The program tcpdpriv is another program for removing sensitive information from tcpdump files. There are several major differences between tcpdpriv and sanitize. First, as a shell script, sanitize should run on almost any Unix system. As a compiled program, this is not true of tcpdpriv. On the other hand, tcpdpriv supports the direct capture of data as well as the analysis of existing files. The captured packets are written as a tcpdump file, which can be subsequently processed.

Also, tcpdpriv allows you some degree of control over how much of the original data is removed or scrambled. For example, it is possible to have an IP address scrambled but retain its class designation. If the -C4 option is chosen, an IP address such as 205.153.63.238 might be replaced with 193.0.0.2. Notice that address classes are preserved -- a class C address is replaced with a class C address.

There are a variety of command-line options that control how data is rewritten, several of which are mandatory. Many of the command-line options will look familiar to tcpdump users. The program does not allow output to be written to a terminal, so it must be written directly to a file or redirected. While a useful program, the number of required command-line options can be annoying.

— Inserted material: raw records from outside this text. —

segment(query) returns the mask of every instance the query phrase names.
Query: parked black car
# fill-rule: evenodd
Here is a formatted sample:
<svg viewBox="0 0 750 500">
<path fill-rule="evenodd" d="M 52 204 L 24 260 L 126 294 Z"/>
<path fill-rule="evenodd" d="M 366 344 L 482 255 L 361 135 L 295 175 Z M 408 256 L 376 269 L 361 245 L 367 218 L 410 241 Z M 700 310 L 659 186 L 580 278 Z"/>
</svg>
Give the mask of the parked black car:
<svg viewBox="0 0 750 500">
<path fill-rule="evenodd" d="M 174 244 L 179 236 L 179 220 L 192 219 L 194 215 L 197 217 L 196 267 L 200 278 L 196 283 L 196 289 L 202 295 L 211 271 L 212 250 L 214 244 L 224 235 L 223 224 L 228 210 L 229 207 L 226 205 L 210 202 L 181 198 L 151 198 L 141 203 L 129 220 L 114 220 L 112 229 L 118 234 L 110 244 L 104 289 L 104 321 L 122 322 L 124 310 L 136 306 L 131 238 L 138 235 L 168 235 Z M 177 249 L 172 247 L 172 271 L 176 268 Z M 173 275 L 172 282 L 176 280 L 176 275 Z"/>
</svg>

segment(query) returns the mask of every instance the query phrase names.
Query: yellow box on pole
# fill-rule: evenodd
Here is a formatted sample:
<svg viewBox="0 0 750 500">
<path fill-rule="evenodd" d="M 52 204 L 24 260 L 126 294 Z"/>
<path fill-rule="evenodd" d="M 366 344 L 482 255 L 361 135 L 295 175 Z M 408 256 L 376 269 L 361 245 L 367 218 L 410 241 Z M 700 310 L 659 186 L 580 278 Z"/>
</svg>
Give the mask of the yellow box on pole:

There is some concern that if the options are not selected properly, it may be possible to reconstruct the original data from the scrambled data. In practice, this should be a minor concern.

As an example of using tcpdpriv, the following command will scramble the file tracefile:

bsd1# tcpdpriv -P99 -C4 -M20 -r tracefile -w outfile

The -P99 option preserves (doesn't scramble) the port numbers, -C4 preserves the class identity of the IP addresses, and -M20 preserves multicast addresses. If you want the data output to your terminal, you can pipe the output to tcpdump:

bsd1# tcpdpriv -P99 -C4 -M20 -r tracefile -w- | tcpdump -r-

The last options look a little strange, but they will work.